To corroborate the microarray results, we analyzed the expression of single mRNAs and miRNA transcripts using quantitative real time-polymerase chain reaction (qRT-PCR) in an independent cohort samples as described in11. In brief, total RNA was reverse transcribed with iScriptTM cDNA synthesis kit according to the directions of the manufacturer (Bio-Rad, Hercules, CA, USA). qRT-PCR was then performed using SYBR Green reagents on a StepOne Plus (for the testing group; Applied Biosystems, Foster City, CA, USA). After gene amplification using specific primers (Supplementary Table 10), gene-specific amplification was confirmed by a single peak in the ABI Dissociation Curve software. Average threshold cycle (Ct) values for GAPDH (run in parallel reactions to the genes of interest) were then used to normalize average Ct values of the gene of interest. These values were used to calculate averages for each group (healthy control or patient subsets), and the relative ΔCt was used to calculate fold-change values between groups. All primers were tested and displayed an efficiency of amplification at 98.18% (±SD 5.19%).

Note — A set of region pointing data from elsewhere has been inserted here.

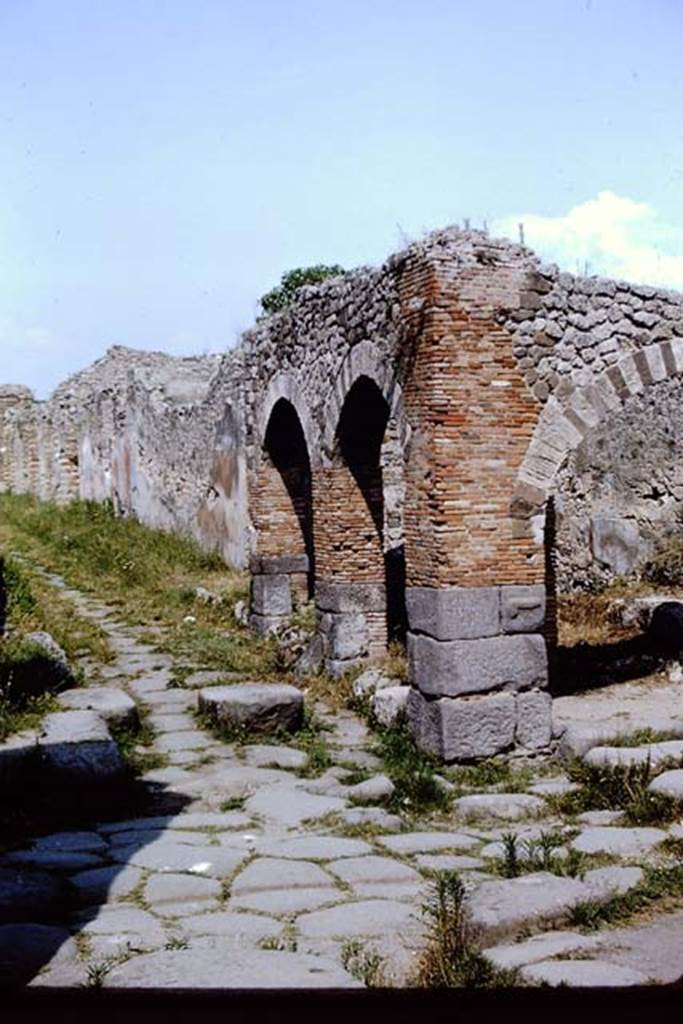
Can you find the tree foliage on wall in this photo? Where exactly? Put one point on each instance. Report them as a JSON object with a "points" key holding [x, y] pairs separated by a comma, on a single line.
{"points": [[291, 282]]}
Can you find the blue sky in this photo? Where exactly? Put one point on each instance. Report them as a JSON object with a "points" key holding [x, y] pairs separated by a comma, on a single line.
{"points": [[162, 162]]}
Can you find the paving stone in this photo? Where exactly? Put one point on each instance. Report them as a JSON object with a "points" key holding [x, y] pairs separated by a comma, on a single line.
{"points": [[374, 791], [26, 895], [510, 806], [540, 947], [286, 901], [66, 862], [170, 888], [166, 855], [256, 707], [26, 948], [447, 862], [363, 919], [291, 807], [205, 966], [670, 783], [652, 754], [553, 787], [584, 974], [100, 884], [240, 929], [619, 842], [371, 816], [189, 740], [427, 842], [313, 848], [600, 817], [81, 842], [272, 872], [261, 756], [77, 750], [111, 704]]}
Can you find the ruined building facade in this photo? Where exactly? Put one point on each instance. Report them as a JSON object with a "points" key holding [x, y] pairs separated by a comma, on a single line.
{"points": [[419, 448]]}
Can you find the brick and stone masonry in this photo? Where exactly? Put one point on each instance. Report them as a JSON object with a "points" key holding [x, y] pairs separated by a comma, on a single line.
{"points": [[414, 448]]}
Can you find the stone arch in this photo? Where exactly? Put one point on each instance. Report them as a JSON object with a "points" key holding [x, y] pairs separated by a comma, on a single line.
{"points": [[283, 564], [565, 421]]}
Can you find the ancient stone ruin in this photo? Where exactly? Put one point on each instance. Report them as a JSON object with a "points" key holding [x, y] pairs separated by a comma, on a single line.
{"points": [[409, 446]]}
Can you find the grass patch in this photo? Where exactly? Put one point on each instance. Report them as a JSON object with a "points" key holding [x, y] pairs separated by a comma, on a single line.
{"points": [[542, 854], [619, 787], [659, 885], [453, 957], [412, 772]]}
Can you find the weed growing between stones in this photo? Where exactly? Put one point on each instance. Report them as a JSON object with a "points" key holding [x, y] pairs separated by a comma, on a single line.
{"points": [[453, 957], [659, 885], [363, 964], [622, 787], [522, 857], [412, 771]]}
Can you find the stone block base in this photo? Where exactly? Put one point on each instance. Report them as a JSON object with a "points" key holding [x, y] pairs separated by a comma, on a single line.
{"points": [[474, 727]]}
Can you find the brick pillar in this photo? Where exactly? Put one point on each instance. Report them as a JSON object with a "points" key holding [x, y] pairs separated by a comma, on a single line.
{"points": [[475, 595], [282, 512]]}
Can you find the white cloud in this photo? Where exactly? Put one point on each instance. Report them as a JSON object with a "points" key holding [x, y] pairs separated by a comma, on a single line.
{"points": [[612, 236]]}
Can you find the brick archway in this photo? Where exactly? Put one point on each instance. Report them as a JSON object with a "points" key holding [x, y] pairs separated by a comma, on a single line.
{"points": [[283, 565]]}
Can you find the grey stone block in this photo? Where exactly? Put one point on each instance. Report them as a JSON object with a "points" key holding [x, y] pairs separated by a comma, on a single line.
{"points": [[278, 564], [270, 595], [349, 596], [454, 612], [454, 668], [347, 637], [463, 729], [256, 707], [522, 609], [76, 748], [535, 720]]}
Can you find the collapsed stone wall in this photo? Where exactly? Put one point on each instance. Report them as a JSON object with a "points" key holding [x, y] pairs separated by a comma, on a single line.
{"points": [[389, 444]]}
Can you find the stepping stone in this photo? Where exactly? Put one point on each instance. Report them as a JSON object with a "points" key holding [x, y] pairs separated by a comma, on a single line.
{"points": [[66, 862], [377, 876], [254, 707], [291, 807], [584, 974], [600, 817], [364, 919], [510, 806], [619, 842], [166, 855], [179, 894], [270, 872], [240, 929], [286, 901], [427, 842], [68, 842], [670, 783], [206, 966], [77, 750], [188, 740], [111, 704], [374, 791], [447, 862], [274, 757], [654, 754], [26, 895], [100, 884], [314, 848], [371, 816], [27, 948], [540, 947]]}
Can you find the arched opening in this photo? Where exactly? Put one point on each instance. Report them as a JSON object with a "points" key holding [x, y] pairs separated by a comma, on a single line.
{"points": [[282, 568], [288, 487]]}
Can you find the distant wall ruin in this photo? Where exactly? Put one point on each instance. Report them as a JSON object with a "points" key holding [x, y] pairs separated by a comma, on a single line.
{"points": [[388, 444]]}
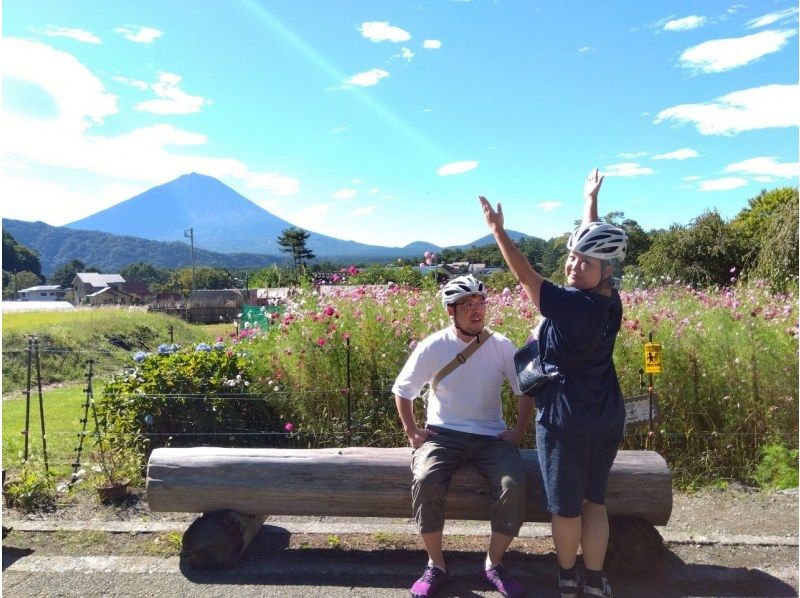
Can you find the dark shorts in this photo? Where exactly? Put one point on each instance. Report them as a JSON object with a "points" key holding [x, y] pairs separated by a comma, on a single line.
{"points": [[575, 467]]}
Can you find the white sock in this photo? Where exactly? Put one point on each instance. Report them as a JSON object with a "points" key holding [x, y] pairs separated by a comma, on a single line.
{"points": [[488, 563], [432, 564]]}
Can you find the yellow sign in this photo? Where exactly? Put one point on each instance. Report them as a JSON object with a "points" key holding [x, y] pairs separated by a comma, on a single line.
{"points": [[652, 358]]}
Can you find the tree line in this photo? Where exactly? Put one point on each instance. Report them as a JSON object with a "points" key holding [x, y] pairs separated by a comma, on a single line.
{"points": [[760, 242]]}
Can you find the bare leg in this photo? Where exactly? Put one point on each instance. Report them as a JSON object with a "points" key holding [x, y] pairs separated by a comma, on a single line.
{"points": [[498, 544], [433, 544], [594, 536], [566, 538]]}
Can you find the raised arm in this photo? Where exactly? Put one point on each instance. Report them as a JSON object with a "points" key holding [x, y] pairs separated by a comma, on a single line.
{"points": [[591, 189], [529, 278]]}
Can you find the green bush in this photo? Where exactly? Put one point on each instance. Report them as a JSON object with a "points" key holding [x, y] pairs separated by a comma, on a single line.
{"points": [[34, 490], [778, 468], [189, 396]]}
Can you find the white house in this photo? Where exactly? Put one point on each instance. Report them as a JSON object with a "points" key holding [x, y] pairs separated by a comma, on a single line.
{"points": [[44, 292], [88, 283]]}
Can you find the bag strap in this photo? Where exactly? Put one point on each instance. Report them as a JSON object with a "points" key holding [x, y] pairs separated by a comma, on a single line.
{"points": [[462, 357]]}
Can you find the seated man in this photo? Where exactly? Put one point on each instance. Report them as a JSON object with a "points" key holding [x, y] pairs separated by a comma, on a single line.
{"points": [[464, 424]]}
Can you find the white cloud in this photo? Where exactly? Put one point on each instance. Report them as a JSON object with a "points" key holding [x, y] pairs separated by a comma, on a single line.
{"points": [[457, 167], [745, 110], [367, 78], [81, 98], [381, 31], [686, 23], [80, 35], [312, 216], [132, 82], [139, 34], [720, 55], [173, 100], [765, 165], [680, 154], [344, 194], [73, 138], [362, 211], [771, 18], [549, 206], [627, 169], [277, 184], [724, 184]]}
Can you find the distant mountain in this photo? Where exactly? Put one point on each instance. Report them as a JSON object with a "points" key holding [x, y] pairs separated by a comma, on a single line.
{"points": [[223, 221], [230, 231], [57, 245]]}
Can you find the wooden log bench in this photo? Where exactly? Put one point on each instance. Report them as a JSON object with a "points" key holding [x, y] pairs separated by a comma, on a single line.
{"points": [[237, 488]]}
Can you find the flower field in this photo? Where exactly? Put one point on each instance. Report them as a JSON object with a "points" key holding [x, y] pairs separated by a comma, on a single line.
{"points": [[321, 375]]}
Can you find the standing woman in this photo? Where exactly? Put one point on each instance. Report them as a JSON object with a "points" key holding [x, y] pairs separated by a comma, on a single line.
{"points": [[580, 414]]}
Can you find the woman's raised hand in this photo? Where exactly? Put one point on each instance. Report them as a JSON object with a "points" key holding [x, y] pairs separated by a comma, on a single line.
{"points": [[493, 218], [592, 185]]}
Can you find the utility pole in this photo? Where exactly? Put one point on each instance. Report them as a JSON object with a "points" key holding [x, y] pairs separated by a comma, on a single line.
{"points": [[189, 232]]}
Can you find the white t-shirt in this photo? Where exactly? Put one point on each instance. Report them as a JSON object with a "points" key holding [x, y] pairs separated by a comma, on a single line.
{"points": [[468, 398]]}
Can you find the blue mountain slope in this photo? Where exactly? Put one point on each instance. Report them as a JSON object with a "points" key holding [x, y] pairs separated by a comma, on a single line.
{"points": [[222, 220]]}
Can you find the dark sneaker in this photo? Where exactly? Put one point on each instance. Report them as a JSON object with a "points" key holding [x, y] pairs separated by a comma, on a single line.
{"points": [[505, 584], [569, 588], [604, 590], [430, 581]]}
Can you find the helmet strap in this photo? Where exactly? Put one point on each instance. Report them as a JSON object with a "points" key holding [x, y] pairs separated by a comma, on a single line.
{"points": [[459, 328]]}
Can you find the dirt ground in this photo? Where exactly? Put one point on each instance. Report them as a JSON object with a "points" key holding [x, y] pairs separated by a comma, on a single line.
{"points": [[737, 510], [733, 542]]}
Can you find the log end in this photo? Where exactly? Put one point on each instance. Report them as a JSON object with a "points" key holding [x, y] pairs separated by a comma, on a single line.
{"points": [[635, 548], [214, 540]]}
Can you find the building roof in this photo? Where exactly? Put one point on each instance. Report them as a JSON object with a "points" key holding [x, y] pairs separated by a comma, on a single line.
{"points": [[42, 287], [97, 280]]}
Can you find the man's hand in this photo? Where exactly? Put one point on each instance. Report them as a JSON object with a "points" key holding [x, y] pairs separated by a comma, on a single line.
{"points": [[418, 436], [493, 219], [513, 435], [592, 185]]}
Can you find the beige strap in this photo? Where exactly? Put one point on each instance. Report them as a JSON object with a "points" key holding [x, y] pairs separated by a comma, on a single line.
{"points": [[462, 357]]}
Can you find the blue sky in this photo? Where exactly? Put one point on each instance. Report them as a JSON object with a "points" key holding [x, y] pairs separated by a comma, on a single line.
{"points": [[382, 121]]}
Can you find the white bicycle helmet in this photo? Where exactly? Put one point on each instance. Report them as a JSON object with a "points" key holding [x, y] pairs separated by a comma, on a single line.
{"points": [[599, 240], [460, 287]]}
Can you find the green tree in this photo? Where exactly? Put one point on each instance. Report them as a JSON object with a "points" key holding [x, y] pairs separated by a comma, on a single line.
{"points": [[768, 232], [65, 274], [205, 277], [154, 276], [701, 254], [294, 242], [18, 258]]}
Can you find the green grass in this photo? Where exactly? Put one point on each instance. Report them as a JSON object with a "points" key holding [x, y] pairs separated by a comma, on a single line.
{"points": [[108, 337], [63, 410]]}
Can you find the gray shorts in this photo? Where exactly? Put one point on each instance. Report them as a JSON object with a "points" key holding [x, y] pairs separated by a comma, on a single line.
{"points": [[499, 461]]}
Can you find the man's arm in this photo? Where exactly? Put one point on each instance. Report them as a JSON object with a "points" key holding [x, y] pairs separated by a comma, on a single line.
{"points": [[416, 435], [516, 435], [591, 189], [529, 278]]}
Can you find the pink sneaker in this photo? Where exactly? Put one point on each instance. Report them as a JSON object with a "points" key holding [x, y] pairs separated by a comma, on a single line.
{"points": [[505, 584], [429, 583]]}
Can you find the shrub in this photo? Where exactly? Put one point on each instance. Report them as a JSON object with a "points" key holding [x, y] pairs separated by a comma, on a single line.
{"points": [[184, 396], [34, 490], [777, 468]]}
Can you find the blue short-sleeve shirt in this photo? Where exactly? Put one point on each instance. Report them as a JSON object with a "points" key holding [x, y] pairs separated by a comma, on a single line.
{"points": [[577, 339]]}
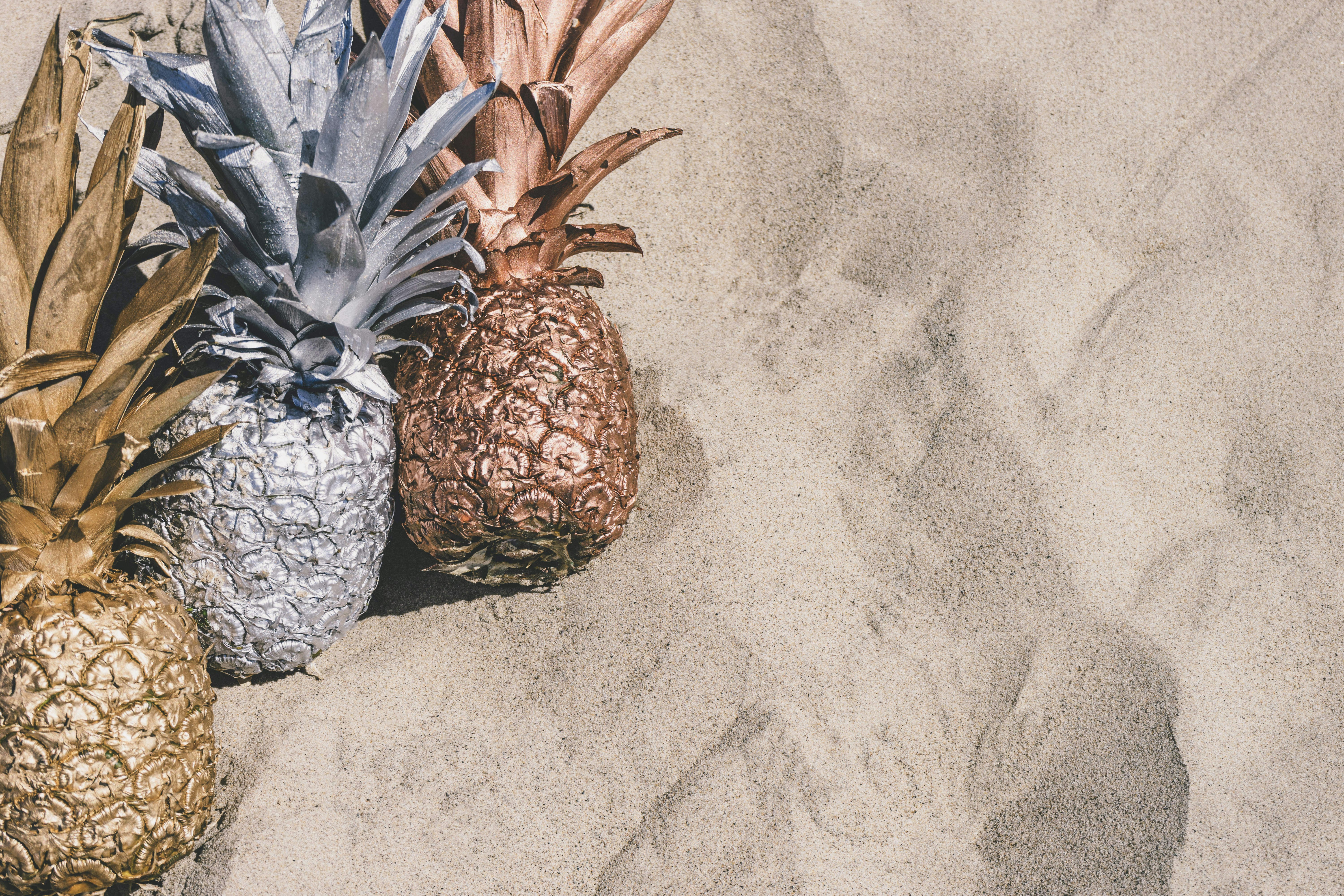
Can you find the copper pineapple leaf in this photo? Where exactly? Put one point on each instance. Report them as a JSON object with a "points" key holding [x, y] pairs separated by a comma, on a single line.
{"points": [[550, 101], [614, 15], [600, 238], [593, 77], [571, 186]]}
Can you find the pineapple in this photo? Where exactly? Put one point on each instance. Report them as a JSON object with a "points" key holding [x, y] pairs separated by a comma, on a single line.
{"points": [[519, 463], [282, 551], [107, 752]]}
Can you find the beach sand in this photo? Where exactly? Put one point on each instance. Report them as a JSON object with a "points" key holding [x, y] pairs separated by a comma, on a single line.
{"points": [[989, 365]]}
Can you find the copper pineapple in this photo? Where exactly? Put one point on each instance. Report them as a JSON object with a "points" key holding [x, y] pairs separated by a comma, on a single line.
{"points": [[107, 752], [518, 453]]}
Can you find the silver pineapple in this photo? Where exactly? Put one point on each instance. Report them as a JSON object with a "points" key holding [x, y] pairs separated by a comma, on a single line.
{"points": [[282, 551]]}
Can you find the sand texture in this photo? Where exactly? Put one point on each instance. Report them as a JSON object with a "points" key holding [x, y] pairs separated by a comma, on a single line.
{"points": [[989, 361]]}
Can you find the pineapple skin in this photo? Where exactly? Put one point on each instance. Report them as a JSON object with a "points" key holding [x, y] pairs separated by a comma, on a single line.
{"points": [[518, 454], [282, 551], [107, 752]]}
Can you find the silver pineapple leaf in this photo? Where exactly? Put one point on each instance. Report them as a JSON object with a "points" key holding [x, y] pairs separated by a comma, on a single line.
{"points": [[312, 160]]}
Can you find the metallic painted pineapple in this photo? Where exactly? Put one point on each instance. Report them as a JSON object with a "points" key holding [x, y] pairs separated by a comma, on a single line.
{"points": [[282, 551], [107, 752], [519, 463]]}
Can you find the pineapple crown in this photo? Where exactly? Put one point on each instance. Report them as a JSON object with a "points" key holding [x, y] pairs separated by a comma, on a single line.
{"points": [[558, 60], [76, 422], [311, 156]]}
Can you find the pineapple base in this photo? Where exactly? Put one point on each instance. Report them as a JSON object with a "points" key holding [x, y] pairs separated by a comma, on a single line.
{"points": [[518, 454], [107, 752], [282, 551]]}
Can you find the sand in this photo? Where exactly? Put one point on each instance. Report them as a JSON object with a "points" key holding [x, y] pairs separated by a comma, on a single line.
{"points": [[989, 359]]}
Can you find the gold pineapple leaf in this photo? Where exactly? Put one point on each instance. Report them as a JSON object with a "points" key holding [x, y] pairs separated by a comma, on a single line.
{"points": [[14, 584], [15, 300], [190, 447], [163, 408], [37, 367], [83, 267], [179, 279], [37, 461], [37, 185]]}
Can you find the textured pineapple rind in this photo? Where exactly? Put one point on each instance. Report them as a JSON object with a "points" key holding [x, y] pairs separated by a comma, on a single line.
{"points": [[518, 454], [280, 553], [107, 749]]}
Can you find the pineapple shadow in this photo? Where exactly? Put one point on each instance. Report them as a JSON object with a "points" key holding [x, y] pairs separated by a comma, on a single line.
{"points": [[1070, 765]]}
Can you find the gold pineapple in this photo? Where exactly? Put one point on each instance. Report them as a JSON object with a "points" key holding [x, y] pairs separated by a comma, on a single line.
{"points": [[518, 453], [107, 752]]}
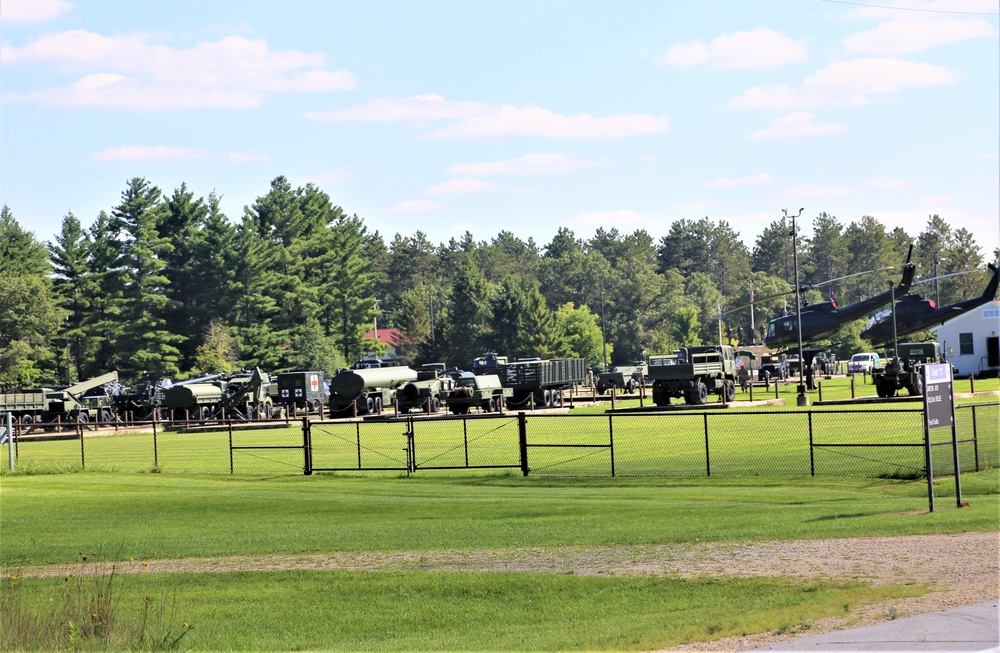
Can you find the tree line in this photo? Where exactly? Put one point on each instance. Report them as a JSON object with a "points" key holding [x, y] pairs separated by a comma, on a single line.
{"points": [[169, 285]]}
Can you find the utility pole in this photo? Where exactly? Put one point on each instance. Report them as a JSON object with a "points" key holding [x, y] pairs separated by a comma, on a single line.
{"points": [[801, 399]]}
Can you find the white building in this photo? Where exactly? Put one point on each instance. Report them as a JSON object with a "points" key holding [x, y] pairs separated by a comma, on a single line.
{"points": [[972, 341]]}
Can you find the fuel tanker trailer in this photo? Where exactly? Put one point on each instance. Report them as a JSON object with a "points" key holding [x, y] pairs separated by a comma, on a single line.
{"points": [[370, 389]]}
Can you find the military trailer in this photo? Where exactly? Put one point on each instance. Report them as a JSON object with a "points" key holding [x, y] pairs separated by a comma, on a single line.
{"points": [[537, 382], [62, 404], [242, 395], [623, 377], [906, 369], [428, 392], [303, 389], [697, 372], [370, 390], [482, 391], [772, 366]]}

To validate miRNA expression, qRT-PCR was performed using the TaqMan MicroRNA Reverse transcription kit (Applied Biosystems, USA), miRNA-specific stem-loop primers (TaqMan® microRNA assay kit, Applied Biosystems, USA) and the TaqMan Universal Master Mix II, no UNG (Applied Biosystems, USA), as described previously11. In brief, qPCRs for each individual miRNA were carried out in duplicate using the StepOne Plus PCR system (Applied Biosystems) with specific target sequence (Supplementary Table 11). The temperature profile consisted of an initial step at 95 °C for 10 minutes, followed by 40 cycles of 95 °C for 15 seconds, 60 °C for 1 minute. miRNAs of hsa-miR-191 was used as miRNA normalizers, since it displayed no statistically significant difference among groups, had the smallest variation across ADT (CV = 0.0047) and HC samples (CV = 0.008), and had relatively high expression values. The threshold cycle (Ct) values from the hsa-miR-191 miRNA (running in parallel reactions to the miRNA of interest) were used to normalize average Ct values of the miRNAs of interest. These values were used to calculate averages for each group (healthy control or patient subsets), and the relative ΔCt was used to calculate fold-change values between the groups.